Keseimbangan kardiovaskular dipengaruhi oleh interaksi antara jantung dan ginjal; gangguan
ginjal sering disertai gagal jantung dan gangguan jantung sering disertai gagal ginjal, yang dikenal
dengan sindroma kardiorenal.
Sindroma Kardiorenal pada umumnya didefinisikan sebagai kondisi gangguan secara
patofisiologi pada jantung dan ginjal, dimana terjadi disfungsi yang akut atau kronis pada salah satu
organ yang menyebabkan gangguan pada organ lainnya (Orvalho, 2017). Sindroma Kardiorenal
adalah penurunan fungsi ginjal akibat adanya penurunan fungsi jantung. Salah satu fungsi ginjal
adalah untuk mengatur garam dan cairan maka penurunan fungsi ginjal dapat menyebabkan
pengobatan terhadap gagal jantung terganggu (Roesli RM, 2009).

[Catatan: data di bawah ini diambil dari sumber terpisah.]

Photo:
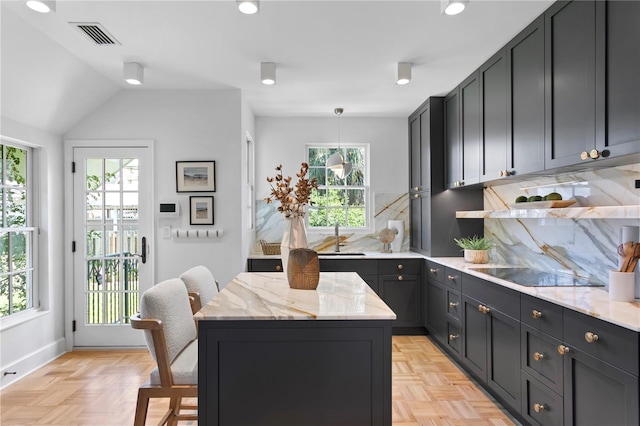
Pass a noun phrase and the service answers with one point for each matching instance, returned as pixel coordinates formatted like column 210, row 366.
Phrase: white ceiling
column 328, row 53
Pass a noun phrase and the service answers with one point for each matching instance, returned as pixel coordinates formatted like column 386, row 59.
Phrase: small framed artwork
column 201, row 210
column 195, row 176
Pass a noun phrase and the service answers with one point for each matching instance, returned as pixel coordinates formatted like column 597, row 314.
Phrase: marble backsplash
column 270, row 226
column 586, row 246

Sindroma Kardiorenal berlangsung seperti suatu lingkaran yang saling berhubungan dimana
gagal jantung dapat memperberat gagal ginjal kronik, demikian juga sebaliknya. Patofisiologi
terjadinya Sindroma Kardiorenal sangat rumit dan belum sepenuhnya dipahami. Pada sindrom
kardiorenal terdapat ketidakseimbangan interaksi antara gagal jantung, sistem neurohormonal, dan
respon inflamasi. Rumitnya proses perlangsungan sindrom ini dan kurangnya pemahaman
menyebabkan pengobatan pada sindrom kardiorenal masih merupakan tantangan bagi para klinisi.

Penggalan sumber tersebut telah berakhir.